Thicklip gudgeon
- Conservation status: Least Concern (IUCN 3.1)

Scientific classification
- Kingdom: Animalia
- Phylum: Chordata
- Class: Actinopterygii
- Order: Cypriniformes
- Suborder: Cyprinoidei
- Family: Gobionidae
- Genus: Sarcocheilichthys
- Species: S. sciistius
- Binomial name: Sarcocheilichthys sciistius (Abbott, 1901)
- Synonyms: Leuciscus sciistius Abbott, 1901 ; Chilogobio czerskii Berg, 1914 ; Sarcocheilichthys czerskii (Berg 1914) ; Chilogobio soldatovi Berg, 1914 ; Sarcocheilichthys soldatovi (Berg 1914) ;

= Thicklip gudgeon =

- Authority: (Abbott, 1901)
- Conservation status: LC

Species of fish

The thicklip gudgeon (Sarcocheilichthys sciistius) is a species of freshwater ray-finned fish belonging to the family Gobionidae, the gudgeons. This species is found in Eastern Asia.

==Taxonomy==
The thicklip gudgeon was first formally described as Leuciscus sciistius in 1901 by the American zoologist James Francis Abbott with its type locality given as the Pei-ho River, Tien-Tsin, China. In 1914 the Russian scientist Lev Berg described two species, Chilogobio czerskii and C. soldatovi, respectively known as Czerski's thicklip gudgeon and Soldatov's thicklip gudgeon, but these are now considered to be synonyms of Abbott's L. sciistus. This species is classified in the genus Sarcocheilichthys which is an eastern Asian genus of the family Gobionidae, the freshwater gudgeons.

==Etymology==
The thicklip gudgeon is classified in the genus Sarcocheilichthys, this name is a combination of Greek terms sarco-, from sárx, which means "flesh", and, cheī́los, meaning "lip", an allusion to the fleshy lips of the typw species of the genus S. variegatus suffixed with ichthýs which means "fish". The specific name, sciistius, is a compound of skiā́, which means "shade" or "shadow", with istius which derives from histion meaning sail. This is an allusion to the dark dorsal fin.

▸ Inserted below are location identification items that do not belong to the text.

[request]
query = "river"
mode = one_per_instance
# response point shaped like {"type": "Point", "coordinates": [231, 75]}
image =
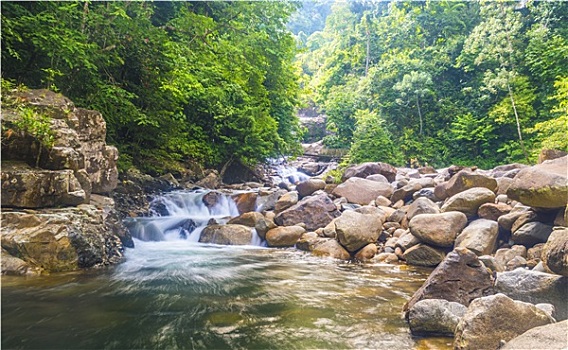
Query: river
{"type": "Point", "coordinates": [186, 295]}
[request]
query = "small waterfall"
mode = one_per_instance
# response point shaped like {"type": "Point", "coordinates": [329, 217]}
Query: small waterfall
{"type": "Point", "coordinates": [182, 215]}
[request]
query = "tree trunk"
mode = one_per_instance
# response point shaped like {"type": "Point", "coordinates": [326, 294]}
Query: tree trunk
{"type": "Point", "coordinates": [518, 123]}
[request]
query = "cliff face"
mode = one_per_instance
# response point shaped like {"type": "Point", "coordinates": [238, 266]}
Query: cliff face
{"type": "Point", "coordinates": [55, 215]}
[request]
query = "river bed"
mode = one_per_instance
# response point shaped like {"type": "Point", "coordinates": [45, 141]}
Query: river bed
{"type": "Point", "coordinates": [186, 295]}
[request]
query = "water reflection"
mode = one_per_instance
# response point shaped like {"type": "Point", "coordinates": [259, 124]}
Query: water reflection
{"type": "Point", "coordinates": [183, 295]}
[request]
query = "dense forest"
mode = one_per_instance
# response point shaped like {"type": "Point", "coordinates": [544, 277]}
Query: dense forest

==Distribution and habitat==
The thicklip gudgeon occurs in the drainage systems of the Amur, Huaihe River, Yellow River and Haihe River in China, Mongolia, Russia and Korea. These fishes are found in lakes, main river streams and tributaries.

==Biology==
The thicklip gudgeon becomes sexually mature at three years old when they have a length in excess of 6 cm. The large, yellowish pink eggs are laid using a short ovipositor either between stones or in the mantle cavity of bivalves. This species and related species are described as facultative ostracophilic, i.e. they may lay eggs inside bivalves. It feeds on benthic invertebrates such as polychaetes, insect larvae and crustaceans.